Tuesday, February 21, 2012

Labled: Time-Waster

It has been a long time since I have felt this way, and it not been a result of guilt or conviction. Well, I would be a liar if I said some conviction didn't surround these emotions.
I have been convicted of being a "Time-Waster", which in this world is one of the worse things I can imagine. Being a Time-Waster suggests a lot of other things; apathy, complacency, disobedience and cowardice. At least, that's what surrounds it for me. It has taken me a long time to admit such things about myself. If you follow my life via blog or in person, you will notice a common theme here.

Now, let me explain some of these, so you're not worried that I'm on some down-ward spiral of self-deprecation.

Apathy; I've been straight up lazy and careless with what God as called me to do. I've been making changes for about 4 months now, but it's not enough. I want more.

Complacency; The two really go hand in hand. But I'm colder than luke warm, and you know what God thinks about being luke warm. It breaks my heart to think about how much time I've wasted.

Disobedience; We're not called to a luke warm life, we're called to a life that glorifies the One worthy of our praise, hard to do that justice with a luke warm spirit. God has called me to specific things, some of them I've wanted to know more about, others I haven't because well.... read on..

Cowardice; I've been a coward. I have always struggled with living in freedom and walking in the light of Jesus' grace, love and redemption. I've been wasting such a precious gift. I've been afraid of it being hard and uncomfortable.

Here is my confession, before my friends, family and the throne of God.

I want to live a life that shows the light of Jesus. I've died to myself only once before. (Sure, maybe in small ways but not in way of a life-style change) I believe it's time for my life to be shattered, broken and completely re-made. I believe it's time for my marriage to carry the evidence of God's power and love. I believe it's time for me to be a wife who lets her husband lead her and who passionately supports the life of ministry he has been called to. 
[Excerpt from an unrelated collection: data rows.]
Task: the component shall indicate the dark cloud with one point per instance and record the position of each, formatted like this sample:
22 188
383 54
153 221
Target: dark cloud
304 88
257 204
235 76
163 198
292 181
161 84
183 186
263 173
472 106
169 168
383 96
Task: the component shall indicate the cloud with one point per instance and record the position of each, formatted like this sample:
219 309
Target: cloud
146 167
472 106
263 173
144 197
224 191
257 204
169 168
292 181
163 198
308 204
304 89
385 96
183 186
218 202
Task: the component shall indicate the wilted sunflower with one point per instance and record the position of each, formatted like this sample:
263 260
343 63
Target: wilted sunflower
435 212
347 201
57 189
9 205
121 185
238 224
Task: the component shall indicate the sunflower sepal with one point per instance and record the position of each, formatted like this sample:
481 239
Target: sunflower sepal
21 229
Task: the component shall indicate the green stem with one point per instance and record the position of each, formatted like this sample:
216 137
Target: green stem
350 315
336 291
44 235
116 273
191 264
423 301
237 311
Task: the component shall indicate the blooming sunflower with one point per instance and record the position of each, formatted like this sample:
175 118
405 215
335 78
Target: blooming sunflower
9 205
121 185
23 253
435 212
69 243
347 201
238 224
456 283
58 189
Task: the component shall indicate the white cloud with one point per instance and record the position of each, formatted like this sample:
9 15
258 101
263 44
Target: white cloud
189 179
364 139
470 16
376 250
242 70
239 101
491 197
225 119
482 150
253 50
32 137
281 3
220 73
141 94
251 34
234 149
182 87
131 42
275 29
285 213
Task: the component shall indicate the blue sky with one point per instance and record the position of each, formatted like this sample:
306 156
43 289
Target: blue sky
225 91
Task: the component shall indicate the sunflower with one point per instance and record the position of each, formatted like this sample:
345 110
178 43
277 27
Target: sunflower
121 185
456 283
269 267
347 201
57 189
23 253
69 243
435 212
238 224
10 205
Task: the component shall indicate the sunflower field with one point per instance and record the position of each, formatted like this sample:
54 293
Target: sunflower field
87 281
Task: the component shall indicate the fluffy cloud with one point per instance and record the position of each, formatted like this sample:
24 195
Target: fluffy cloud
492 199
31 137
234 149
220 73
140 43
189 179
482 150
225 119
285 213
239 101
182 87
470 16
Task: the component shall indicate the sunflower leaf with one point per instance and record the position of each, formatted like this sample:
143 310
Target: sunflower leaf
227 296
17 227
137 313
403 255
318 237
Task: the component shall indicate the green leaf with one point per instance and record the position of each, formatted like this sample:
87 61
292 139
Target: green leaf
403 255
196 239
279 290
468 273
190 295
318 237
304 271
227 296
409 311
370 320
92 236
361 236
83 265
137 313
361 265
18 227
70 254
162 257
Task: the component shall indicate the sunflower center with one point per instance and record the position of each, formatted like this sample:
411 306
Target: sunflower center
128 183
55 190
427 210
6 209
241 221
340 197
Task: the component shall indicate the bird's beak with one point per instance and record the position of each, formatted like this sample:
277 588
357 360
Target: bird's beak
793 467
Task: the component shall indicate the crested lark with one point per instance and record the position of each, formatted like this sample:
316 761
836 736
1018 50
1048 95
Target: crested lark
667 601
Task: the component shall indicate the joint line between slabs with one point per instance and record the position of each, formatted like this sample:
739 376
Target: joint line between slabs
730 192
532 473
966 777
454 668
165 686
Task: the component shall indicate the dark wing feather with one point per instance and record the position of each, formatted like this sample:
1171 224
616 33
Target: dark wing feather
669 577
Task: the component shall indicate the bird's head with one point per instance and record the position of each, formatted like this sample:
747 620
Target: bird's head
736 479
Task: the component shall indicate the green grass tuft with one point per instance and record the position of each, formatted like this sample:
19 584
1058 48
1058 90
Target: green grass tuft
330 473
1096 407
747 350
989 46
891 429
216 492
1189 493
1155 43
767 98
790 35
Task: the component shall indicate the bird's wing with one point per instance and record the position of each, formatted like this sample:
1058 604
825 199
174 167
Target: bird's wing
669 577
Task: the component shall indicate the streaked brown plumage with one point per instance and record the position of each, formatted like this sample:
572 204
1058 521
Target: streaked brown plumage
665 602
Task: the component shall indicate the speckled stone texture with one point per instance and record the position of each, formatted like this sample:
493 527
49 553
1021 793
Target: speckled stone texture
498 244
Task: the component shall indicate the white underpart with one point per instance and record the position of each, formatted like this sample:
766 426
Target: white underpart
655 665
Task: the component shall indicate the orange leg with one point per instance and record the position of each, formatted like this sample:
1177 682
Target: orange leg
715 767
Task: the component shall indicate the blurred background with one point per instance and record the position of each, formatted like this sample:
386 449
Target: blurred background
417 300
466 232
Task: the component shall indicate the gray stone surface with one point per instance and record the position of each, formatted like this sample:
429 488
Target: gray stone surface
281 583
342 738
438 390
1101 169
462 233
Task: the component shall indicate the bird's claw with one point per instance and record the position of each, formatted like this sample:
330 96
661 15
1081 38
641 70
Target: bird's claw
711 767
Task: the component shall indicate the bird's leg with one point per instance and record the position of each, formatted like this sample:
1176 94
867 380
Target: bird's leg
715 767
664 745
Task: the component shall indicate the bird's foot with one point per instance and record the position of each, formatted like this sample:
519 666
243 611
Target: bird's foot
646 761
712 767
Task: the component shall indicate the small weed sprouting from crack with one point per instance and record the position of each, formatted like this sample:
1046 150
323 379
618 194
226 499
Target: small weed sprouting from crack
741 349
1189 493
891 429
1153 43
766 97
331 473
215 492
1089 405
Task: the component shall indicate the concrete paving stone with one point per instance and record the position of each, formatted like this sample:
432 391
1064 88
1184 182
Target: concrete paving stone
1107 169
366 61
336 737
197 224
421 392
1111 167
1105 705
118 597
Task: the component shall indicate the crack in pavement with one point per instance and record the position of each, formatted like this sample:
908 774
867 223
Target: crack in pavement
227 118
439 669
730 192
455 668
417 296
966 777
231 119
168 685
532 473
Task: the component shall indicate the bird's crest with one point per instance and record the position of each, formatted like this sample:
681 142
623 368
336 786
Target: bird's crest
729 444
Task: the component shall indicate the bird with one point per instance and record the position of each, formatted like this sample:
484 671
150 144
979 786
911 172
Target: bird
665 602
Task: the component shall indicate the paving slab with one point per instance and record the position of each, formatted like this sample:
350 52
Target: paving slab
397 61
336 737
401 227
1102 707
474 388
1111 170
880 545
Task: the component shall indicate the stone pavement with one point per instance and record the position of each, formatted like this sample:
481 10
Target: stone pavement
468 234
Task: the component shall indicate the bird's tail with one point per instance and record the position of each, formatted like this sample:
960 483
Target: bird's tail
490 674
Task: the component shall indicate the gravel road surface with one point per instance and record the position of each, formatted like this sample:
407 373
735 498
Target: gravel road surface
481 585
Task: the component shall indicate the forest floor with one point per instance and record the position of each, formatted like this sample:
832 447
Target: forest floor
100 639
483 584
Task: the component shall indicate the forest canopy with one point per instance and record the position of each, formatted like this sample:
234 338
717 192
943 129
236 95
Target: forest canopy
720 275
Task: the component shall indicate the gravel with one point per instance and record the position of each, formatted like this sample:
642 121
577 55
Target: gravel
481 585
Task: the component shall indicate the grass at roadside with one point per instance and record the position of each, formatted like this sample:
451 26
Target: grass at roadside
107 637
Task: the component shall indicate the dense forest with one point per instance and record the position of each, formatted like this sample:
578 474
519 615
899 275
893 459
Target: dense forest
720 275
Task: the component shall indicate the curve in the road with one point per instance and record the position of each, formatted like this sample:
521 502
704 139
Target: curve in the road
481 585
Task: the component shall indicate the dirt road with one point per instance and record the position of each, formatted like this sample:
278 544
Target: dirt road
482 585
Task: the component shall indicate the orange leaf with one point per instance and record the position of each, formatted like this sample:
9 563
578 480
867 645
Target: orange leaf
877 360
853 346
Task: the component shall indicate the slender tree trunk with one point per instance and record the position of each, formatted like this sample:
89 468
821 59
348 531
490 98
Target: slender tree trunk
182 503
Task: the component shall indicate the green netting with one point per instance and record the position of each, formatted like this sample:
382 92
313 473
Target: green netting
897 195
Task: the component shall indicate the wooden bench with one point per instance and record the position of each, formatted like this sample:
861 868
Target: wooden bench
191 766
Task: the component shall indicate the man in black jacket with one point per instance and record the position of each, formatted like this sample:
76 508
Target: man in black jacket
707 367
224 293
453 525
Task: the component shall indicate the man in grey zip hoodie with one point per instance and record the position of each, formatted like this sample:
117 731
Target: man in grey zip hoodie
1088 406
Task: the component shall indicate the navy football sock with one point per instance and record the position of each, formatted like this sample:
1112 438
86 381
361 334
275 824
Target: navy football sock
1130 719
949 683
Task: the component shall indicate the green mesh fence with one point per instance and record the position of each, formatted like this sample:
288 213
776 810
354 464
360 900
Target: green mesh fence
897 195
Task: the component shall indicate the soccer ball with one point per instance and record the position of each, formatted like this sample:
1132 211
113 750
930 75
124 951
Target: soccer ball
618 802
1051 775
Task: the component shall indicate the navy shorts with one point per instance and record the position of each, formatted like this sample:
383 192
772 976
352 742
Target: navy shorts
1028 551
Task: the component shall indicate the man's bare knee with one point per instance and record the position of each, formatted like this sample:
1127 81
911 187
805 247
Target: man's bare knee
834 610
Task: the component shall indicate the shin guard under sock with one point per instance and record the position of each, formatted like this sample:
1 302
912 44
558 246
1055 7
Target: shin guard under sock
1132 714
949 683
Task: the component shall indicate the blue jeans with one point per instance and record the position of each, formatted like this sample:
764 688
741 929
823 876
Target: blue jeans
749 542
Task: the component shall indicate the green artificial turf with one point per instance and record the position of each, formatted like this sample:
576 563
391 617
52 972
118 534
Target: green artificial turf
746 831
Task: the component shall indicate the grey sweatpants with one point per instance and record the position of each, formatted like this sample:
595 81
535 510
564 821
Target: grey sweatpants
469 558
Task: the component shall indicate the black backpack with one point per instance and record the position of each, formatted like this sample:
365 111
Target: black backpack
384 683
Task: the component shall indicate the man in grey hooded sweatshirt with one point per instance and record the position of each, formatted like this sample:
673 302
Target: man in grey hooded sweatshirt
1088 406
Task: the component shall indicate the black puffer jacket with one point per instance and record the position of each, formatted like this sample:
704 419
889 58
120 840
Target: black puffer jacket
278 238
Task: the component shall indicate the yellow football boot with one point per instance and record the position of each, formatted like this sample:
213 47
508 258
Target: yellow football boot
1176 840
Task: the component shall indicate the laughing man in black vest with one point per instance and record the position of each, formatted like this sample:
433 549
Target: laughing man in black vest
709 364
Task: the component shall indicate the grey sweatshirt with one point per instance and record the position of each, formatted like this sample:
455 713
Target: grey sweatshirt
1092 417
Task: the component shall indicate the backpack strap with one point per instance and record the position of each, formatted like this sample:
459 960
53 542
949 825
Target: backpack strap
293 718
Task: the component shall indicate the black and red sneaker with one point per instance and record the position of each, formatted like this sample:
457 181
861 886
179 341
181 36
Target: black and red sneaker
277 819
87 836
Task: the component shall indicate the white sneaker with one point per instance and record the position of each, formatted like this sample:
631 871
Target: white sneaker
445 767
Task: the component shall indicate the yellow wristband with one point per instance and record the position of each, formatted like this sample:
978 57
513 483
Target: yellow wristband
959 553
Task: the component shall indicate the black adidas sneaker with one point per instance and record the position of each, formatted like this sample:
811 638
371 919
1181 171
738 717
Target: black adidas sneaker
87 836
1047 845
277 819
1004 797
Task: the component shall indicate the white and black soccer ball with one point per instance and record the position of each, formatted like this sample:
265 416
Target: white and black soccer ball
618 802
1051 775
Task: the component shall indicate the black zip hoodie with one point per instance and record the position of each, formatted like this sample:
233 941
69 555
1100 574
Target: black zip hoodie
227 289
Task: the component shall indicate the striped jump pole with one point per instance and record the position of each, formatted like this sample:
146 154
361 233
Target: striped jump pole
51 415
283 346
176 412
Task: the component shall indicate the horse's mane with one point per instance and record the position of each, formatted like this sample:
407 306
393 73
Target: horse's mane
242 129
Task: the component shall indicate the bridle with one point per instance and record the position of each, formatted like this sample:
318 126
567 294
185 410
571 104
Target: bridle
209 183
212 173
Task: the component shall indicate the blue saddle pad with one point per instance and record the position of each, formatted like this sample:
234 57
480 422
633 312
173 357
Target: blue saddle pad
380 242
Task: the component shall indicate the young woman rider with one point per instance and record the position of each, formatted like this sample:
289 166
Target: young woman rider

I have made a lot of promises to people who have invested in me, promises that I haven't been fighting to keep. I need this to be more than a bunch of pretty words. Our life is going to change. We're praying through some really big decisions. With certainty that this is God's will for us, but not ready to share details. We're ready to give up everything to follow Christ. Our friends, our family, our life, our money, our time, our dreams (I sacrifice them one by one before you Jesus) our comfort, our home and our every possession.


Join me in prayer;

Father God,
Thank you for the Time you have given to me, and to Josh. Thank you for the opportunities you have placed in our daily lives. I come before you now asking for your guidance, your wisdom and your grace as Josh and I move forward with the call you have placed on our lives. We want, so desperately, to have a life that is YOUR life, through us. We pray your will be done. I give you my life. I give you my desires. My dreams of having a home, a baby (a family) and financial security. I will follow you, even if it means that I never have those things. I accept the challenge of a life called to obedience to you. Lord, give us patience. Give us wisdom. Make us love, and keep us humble. I pray that you will guide our steps and that you would soften our spirits to receiving your word. I pray for the support of our friends and family in the coming months. I pray for the ministry that will be receiving us (where ever that may be) place us on their hearts and give us favor in the community. Help ease us and give us peace when we feel discouraged. Help us remember, when things get hard, that this is what we prayed for. Refine us and qualify us. We love you, we need you, so much.